Anyway, this MR study is interesting but I find it weird due to the effect being so large and contradicting many longitudinal studies and some models. The previous paper pointing to the risk of MR makes me even more skeptical considering the weak institution it originates from: Canagliflozin - Another Top Longevity Drug - #1625 by adssx
“Sodium-glucose cotransporter 2 inhibitors showed increased reporting odds ratio for bladder cancer (ROR 4.46, 95% CI 3.23-6.17) and kidney cancer (ROR 1.84, 95% CI 1.25-2.69)”
“SGLT-2is are associated with an increased risk of reporting bladder and kidney cancer. There is a need of an urgent clarification of this signal with further long-term observational studies”
Pioglitazone on its own has been flagged for possible increased risk of bladder cancer with prolonged use and dose accumulation. This was not detected here in combination with SGLT2i - cohort study out of Taiwan. Limitations apply.
The Risk of Bladder Cancer in Type 2 Diabetes Mellitus with Combination Therapy of SGLT-2 Inhibitors and Pioglitazone
“In T2DM patients without previous or active bladder cancer, the combination therapy of SGLT-2 inhibitors and Pio was not associated with newly diagnosed bladder cancer and had lower all-cause mortality.”
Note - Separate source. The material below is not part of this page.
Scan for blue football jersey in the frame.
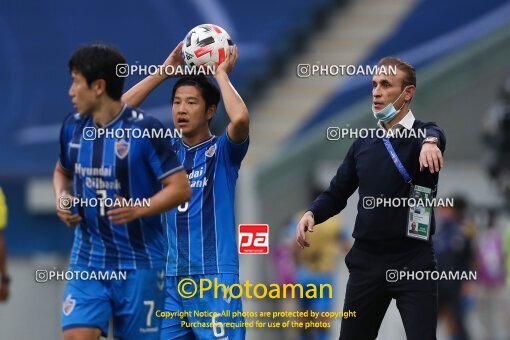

There’s also this very limited value study analysis - but note, again, this tends to be very noisy:
SGLT2 Inhibitors and Bladder Cancer: Analysis of Cases Reported in the European Pharmacovigilance Database
“Our study found a disproportionately high number of cases of bladder cancer among users of SGLT2is. However, observational analytical studies will be needed to confirm these results.”
As I am using empagliflozin, and more importantly interested in using low dose pioglitazone, bladder cancer risk is of great interest to me. At the moment I am hoping that my being on rapamycin might be protective. It’s not much, but a cautious maybe.
Intravesical Delivery of Rapamycin Suppresses Tumorigenesis in a Mouse Model of Progressive Bladder Cancer
Rapamycin Inhibits In Vitro Growth and Release of Angiogenetic Factors in Human Bladder Cancer
IMO MR is a nice inexpensive approach to look for associations in large numbers of people but the gold standard of placebo controlled blinded clinical trial is then used to confirm the association suggested by MR studies. I don’t think the two approaches deserve equal weight in establishing an association. I view one (MR) as a tool and the other (Randomized clinical trial) as a study to establish whether the association suggested by MR exists. Once large clinical trials of multiple study populations are available I think MR data is no longer directly relevant to the establishment of an association in part because there are so many unknown variables in MR data that could weight the data in various directions.
A long winded way of saying I believe the trial data so long as the studies are large enough to be statistically significant and are well designed. Once that is the case I don’t have a problem if MR data emerges suggesting the opposite.